Schubert: The Cycles Wolfgang Holzmair(baritone)

Schubert: The Cycles
Wolfgang Holzmair(baritone)
Imogen Cooper (piano)

Die schone Mullerin; Winterreise; Schwanengesang; 7 lieder

Philips 476-200-2 (3-CD pack)
TPT: 3:34:59

reviewed by Neville Cohn



There are so many fine recordings of Schubert’s great song cycles extant, many of them of exceptional standard, that one might question whether there’s a need of another – in this case a re-issue. What, if anything, does this re-release offer the listener that is not adequately, indeed, in some cases, superbly, explored on other CDs available at the present time?

After the most careful listening – and a good many re-hearings – to the Holzmair/Cooper partnership, the answer is very definitely in the affirmative, especially in relation to the Mullerin and Winterreise works.

Now, let it be unequivocally said that many – most, for that matter – of the other versions currently available are as technically skilled and tonally attractive in relation to both voice and piano; some, such as the Fischer-Dieskau/Moore recordings have the unmistakable stamp of greatness.

But what places the Holzmair/Cooper version of the cycles in a category largely of its own is the quite exceptional care lavished on the schubert1narrative aspect of the works, a sense of an unfolding, many-chaptered tale being related to the listener by master story tellers. The plural is deliberate, the piano accompaniments as crucial to the overall effect as the vocal line.

This is no mean achievement. Holzmair and Cooper present the cycles in a way that compels complete attention from first note to last. There is nothing in the current catalogue of available recordings that offers this crucial dimension at so high a level and so consistently. Here, the cumulative effect of Holzmair and Cooper’s approach to the the narrative’s development, especially in Winterreise, makes for enthralling listening.

Again and again, one is drawn ineluctably into the unique sound and mood world of Schubert who focussed his genius so unremittingly on Wilhelm Muller’s rather humdrum words that, for the duration of the performance, they sound significantly more profound and probing than they really are. This is rather like Mussorgsky’s Pictures at an Exhibition in which Victor Hartman’s quite ordinary drawings and paintings are given an immortality by the music that they would never have achieved on their own.

Certainly, in Winterreise, Holzmair and Cooper evoke, with uncanny skill, the bitterness of broken dreams that lies at the heart of the cycle, in which gloom and depression are all-pervading and where the effect of the forsaken protagonist’s corrosive loneliness transforms mere sadness into a despair beyond despair. And when, towards the close of the work, the hapless lover experiences mental disintegration – where, hallucinating, he looks up at the sky and sees, not one sun, but three – Holzmair and Cooper’s lieder partnership achieves greatness.

And in Die Schone Mullerin, the shifting moods of the cycle from blithe to suicidal are impressively evoked. Here is an account that is no less persuasive as an unfolding story, a performance brimming with meaning.

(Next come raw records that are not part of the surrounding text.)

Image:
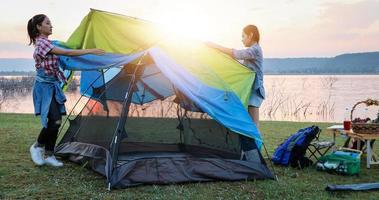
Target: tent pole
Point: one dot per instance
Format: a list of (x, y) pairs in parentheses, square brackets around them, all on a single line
[(119, 133)]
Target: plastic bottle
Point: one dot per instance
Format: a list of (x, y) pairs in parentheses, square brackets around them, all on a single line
[(347, 120)]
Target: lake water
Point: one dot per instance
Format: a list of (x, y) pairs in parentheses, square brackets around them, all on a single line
[(318, 98)]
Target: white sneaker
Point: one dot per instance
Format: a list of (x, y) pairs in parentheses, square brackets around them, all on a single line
[(52, 161), (37, 154)]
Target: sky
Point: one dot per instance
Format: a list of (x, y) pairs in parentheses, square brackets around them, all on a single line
[(288, 28)]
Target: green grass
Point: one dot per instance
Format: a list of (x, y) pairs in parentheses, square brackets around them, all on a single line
[(20, 178)]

Here are innumerable felicitous touches. Listen, for instance, to Wohin?: how perfectly controlled the piano triplets are – and Holzmair’s lightness of tone here sounds entirely right. And there is about the presentation of Ungeduld a quality of palpitating breathlessness that is a perfect assessment of the impatience that is the title of this lied. And the so-elusive piano accompaniment to Der Lindenbaum is splendidly controlled and lyrical.

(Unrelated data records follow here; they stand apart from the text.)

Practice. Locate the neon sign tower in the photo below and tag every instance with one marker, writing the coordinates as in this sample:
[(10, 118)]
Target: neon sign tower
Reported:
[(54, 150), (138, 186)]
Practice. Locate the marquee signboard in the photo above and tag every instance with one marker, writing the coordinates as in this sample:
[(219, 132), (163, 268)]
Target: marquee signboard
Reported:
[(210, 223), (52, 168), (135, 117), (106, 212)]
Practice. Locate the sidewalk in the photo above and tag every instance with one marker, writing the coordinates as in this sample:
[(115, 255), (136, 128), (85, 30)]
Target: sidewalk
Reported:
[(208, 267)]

A minor reservation is an occasional inclination to overaccentuate this or that syllable in the vocal line.

Schwanengesang is given first rate treatment. I particularly admired the youthful, keen ardour brought to Standchen as well as the remarkable clarity of Cooper’s playing, so very difficult to achieve in Aufenthalt where, more often than not, the piano part can sound thick-textured and blurred. Here, fittingly, the vocal line comes across like a cry of pain. Listen, too, for that sinister sense of foreboding which Holzmair and Cooper conjure up in Herbst.

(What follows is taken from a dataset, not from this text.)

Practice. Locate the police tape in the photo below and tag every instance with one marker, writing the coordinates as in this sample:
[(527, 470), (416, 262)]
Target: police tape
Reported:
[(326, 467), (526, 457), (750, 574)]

Liebesbotschaft, one of Schubert’s most poignant utterances, is most competently essayed although one felt a need for a rather more emphatic left hand to underscore Schubert’s glorious, shifting modulations in the piano part.

In addition to Schwanengesang, there are an additional seven lieder, each presented like a finely facetted gem.

These are performances that warrant pride of place in any collection of lieder recordings.